Dynamic Stationary Response of Reinforced Plates by the Boundary Element Method

Luiz Carlos Facundo Sanches,1 Euclides Mesquita,2 Renato Pavanello,2 and Leandro Palermo Jr.3

1Department of Mathematics, Paulista State University, Al. Rio de Janeiro s/n, Ilha Solteira 15385-000, SP, Brazil
2Department of Computational Mechanics, State University of Campinas, Rua Mendeleiev s/n, Campinas 13083-970, SP, Brazil
3Department of Structures, State University of Campinas, Avenida Albert Einstein 951, Campinas 13083-970, SP, Brazil

Received 1 October 2006; Revised 7 February 2007; Accepted 26 February 2007

Academic Editor: José Manoel Balthazar

Copyright © 2007 Luiz Carlos Facundo Sanches et al. This is an open access article distributed under the Creative Commons Attribution License, which permits unrestricted use, distribution, and reproduction in any medium, provided the original work is properly cited.

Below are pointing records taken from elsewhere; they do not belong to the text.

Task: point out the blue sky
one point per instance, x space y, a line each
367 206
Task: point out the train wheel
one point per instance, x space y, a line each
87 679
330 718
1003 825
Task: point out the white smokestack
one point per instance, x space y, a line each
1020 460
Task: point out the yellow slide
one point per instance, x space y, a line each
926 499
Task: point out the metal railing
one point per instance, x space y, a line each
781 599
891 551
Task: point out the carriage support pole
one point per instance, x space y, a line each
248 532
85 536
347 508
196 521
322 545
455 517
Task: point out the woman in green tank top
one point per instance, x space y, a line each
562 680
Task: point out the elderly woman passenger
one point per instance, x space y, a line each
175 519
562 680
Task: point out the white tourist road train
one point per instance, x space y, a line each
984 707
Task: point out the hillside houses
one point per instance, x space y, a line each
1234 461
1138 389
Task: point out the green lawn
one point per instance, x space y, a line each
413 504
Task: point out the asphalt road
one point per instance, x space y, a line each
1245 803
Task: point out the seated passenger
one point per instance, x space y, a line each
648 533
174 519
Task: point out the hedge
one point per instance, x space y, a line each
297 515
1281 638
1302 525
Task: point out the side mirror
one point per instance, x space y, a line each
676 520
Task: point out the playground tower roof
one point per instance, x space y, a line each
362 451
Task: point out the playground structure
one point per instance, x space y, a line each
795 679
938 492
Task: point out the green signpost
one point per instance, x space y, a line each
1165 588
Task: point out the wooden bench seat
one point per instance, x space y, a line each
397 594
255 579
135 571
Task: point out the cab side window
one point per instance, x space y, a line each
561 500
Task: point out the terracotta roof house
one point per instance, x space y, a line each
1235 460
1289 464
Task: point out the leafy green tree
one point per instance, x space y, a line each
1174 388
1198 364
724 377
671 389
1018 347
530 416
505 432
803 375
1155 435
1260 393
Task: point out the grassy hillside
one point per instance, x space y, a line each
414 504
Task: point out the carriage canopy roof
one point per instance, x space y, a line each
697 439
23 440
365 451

A direct version of the boundary element method (BEM) is developed to model the stationary dynamic response of reinforced plate structures, such as reinforced panels in buildings, automobiles, and airplanes. The dynamic stationary fundamental solutions of thin plates and plane stress state are used to transform the governing partial differential equations into boundary integral equations (BIEs). Two sets of uncoupled BIEs are formulated, respectively, for the in-plane state (membrane) and for the out-of-plane state (bending). These uncoupled systems are joined to form a macro-element, in which membrane and bending effects are present. The association of these macro-elements is able to simulate thin-walled structures, including reinforced plate structures. In the present formulation, the BIE is discretized by continuous and/or discontinuous linear elements. Four displacement integral equations are written for every boundary node. Modal data, that is, natural frequencies and the corresponding mode shapes of reinforced plates, are obtained from information contained in the frequency response functions (FRFs). A specific example is presented to illustrate the versatility of the proposed methodology. Different configurations of the reinforcements are used to simulate simply supported and clamped boundary conditions for the plate structures. The procedure is validated by comparison with results determined by the finite element method (FEM).